When underground music features in a museum exhibition it’s either come of age, or become a historic relic, and this new exhibition at the Museum of London looks at both aspects of the grime scene and its roots in east London.
Co-curated by one of grime’s early documentarians, Roony ‘Risky’ Keefe, the display features a series of newly commissioned films that explore the community at the heart of grime’s success, a large-scale illustration from artist Willkay and personal artefacts from the MCs and producers who developed grime’s unique sound.
A turn of the Millenium occurrence, Grime music emerged in the council estates and towers of East London, supported by an informal network of record shops, youth clubs and pirate radio stations. It broke out into mainstream success in 2004, when albums like Dizzee Rascal’s ‘Boy in da Corner’ garnered widespread acclaim.
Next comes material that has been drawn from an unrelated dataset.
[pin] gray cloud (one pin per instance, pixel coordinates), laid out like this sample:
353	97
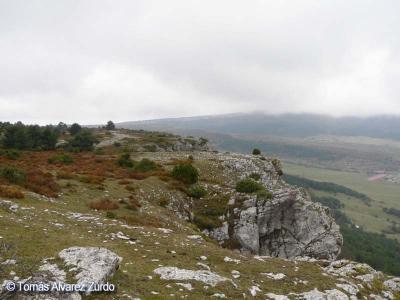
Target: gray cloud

It’s however, a genre very much of the time and place, on the cusp of the huge shake up in the area caused by the London 2012 Olympics and gentrification driven by the growing Canary Wharf estate. One of the original leading record shops, Rhythm Division has since closed down, to be replaced, of course, by a coffee shop. A large screen film about life at the beginning of the Grime scene sits on a wall surrounded by planning documents about how areas will be “improved”, for which read, “sanitised”.
One of the objects on show is the camcorder bought by Roony’s gran, nicknamed Grime Gran, and there’s a fantastic photo of her sitting in her living room looking both a typical gran, and yet you can sense that east-end steel behind the eyes.
A second film shows the Leytonstone basement of UK grime pioneer Jammer, with lots of reminiscences from the people who used to congregate down there to make music. A home that now has a blue plaque on it, as the underground is lifted to the mainstream.
Not so mainstream was the pirate radio that was used to broadcast their music, with some footage of a camera guy getting really uncomfortable at one point when a radio operator takes him up on the roof of the tower block to look at the antennas. The police and radio regulators regularly shut the pirates down, and could be quite vindictive in doing so, going beyond simple enforcement of the law, as typified by an antenna that was twisted up by officials to stop it from being used again.
It’s very much a look back at a moment in time, when individuals used the underground scene to create their music for want of any other way of getting heard. Today, people can become YouTube or TikTock stars and get tons of coverage and attention. But it’s controlled by the computer algorithm, in a clean managed space that’s patrolled by media agencies and publicity scouts looking for the next 6-month wonder.
It’s a far cry from the authentically grimy origins of Grime.
The exhibition is part of the last chance to see programme at the museum’s London Wall site, ahead of its closure in December 2022.